It's supposed to hurt
Posted by aogSaturday, 02 August 2003 at 09:58 TrackBack Ping URL

Orrin Judd rips into Christoper Hitchens for his essay on Bob Hope. Hitchens’ basic claim is that Bob Hope wasn’t actually funny, the prime evidence being that people can’t remember a classic Hope line. Personally, I remember the “I just flew in from [city] … and boy are my arms tired!” line as my iconic image of Hope. I lost the thread of Hitchens’ argument at that point.

iHowever, In one sense I understand Hitchens’ point - reading a transcript of a Bob Hope performance leaves one wondering why he was considered a premier comedian. What he had wasn’t so much great material (most of it was borderline, in my view), but a great delivery and sense of timing. As Judd points out, it was far more that Hope himself was funny, not his material.
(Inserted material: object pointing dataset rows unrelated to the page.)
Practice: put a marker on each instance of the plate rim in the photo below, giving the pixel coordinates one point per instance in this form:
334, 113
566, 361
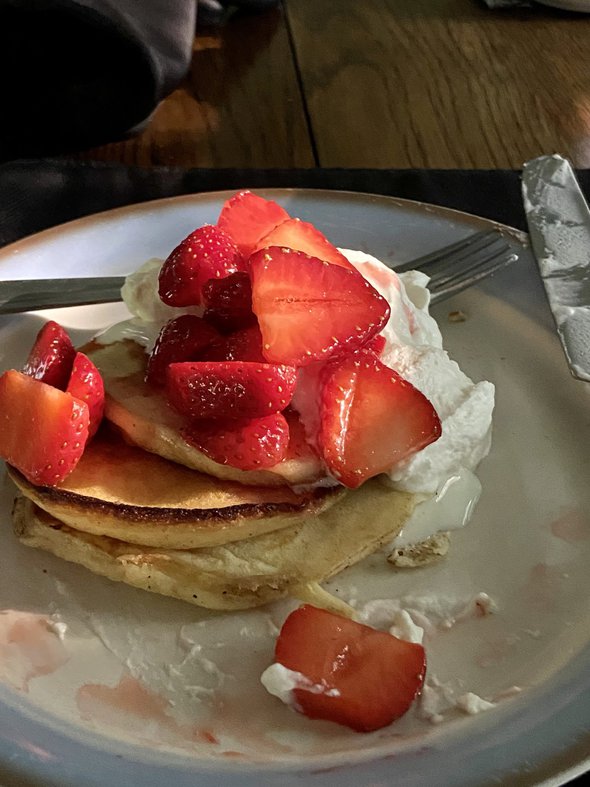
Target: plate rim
22, 244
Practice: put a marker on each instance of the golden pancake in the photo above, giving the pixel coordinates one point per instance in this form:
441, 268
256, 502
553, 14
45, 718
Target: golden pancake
146, 419
120, 491
239, 575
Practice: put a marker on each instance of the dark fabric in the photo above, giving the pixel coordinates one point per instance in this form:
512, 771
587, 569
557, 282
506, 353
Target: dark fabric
76, 73
35, 194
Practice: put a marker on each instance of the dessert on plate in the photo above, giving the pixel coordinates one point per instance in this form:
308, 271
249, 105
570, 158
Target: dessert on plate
274, 410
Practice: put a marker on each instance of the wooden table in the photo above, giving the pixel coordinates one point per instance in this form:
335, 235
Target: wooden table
376, 83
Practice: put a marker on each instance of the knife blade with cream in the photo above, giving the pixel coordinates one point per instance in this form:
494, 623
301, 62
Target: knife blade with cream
559, 225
The problem that Bob Hope’s humor has in the modern era is that it was pleasant. It wasn’t memorable, or inspiring or shocking - it was enjoyable. That seems to be passing out of favor. Now things have to be unpleasant in some way to be considered “good”. Art that makes one think unpleasant thoughts, that offends, the mocks its audience, or is just flat out painful to look at (think modern art) is held up as the standard. A similar theme runs in food, where spiciness to the point of physical pain is considered a virtue, or “extreme” sports where the sport doesn’t demonstrate any greater athleticism than the Tour de France, but has a lot of gratuitous risk or pain.

In this modern sense, then, Hope was not funny. I suspect that Hope would have considered that a feature, not a bug.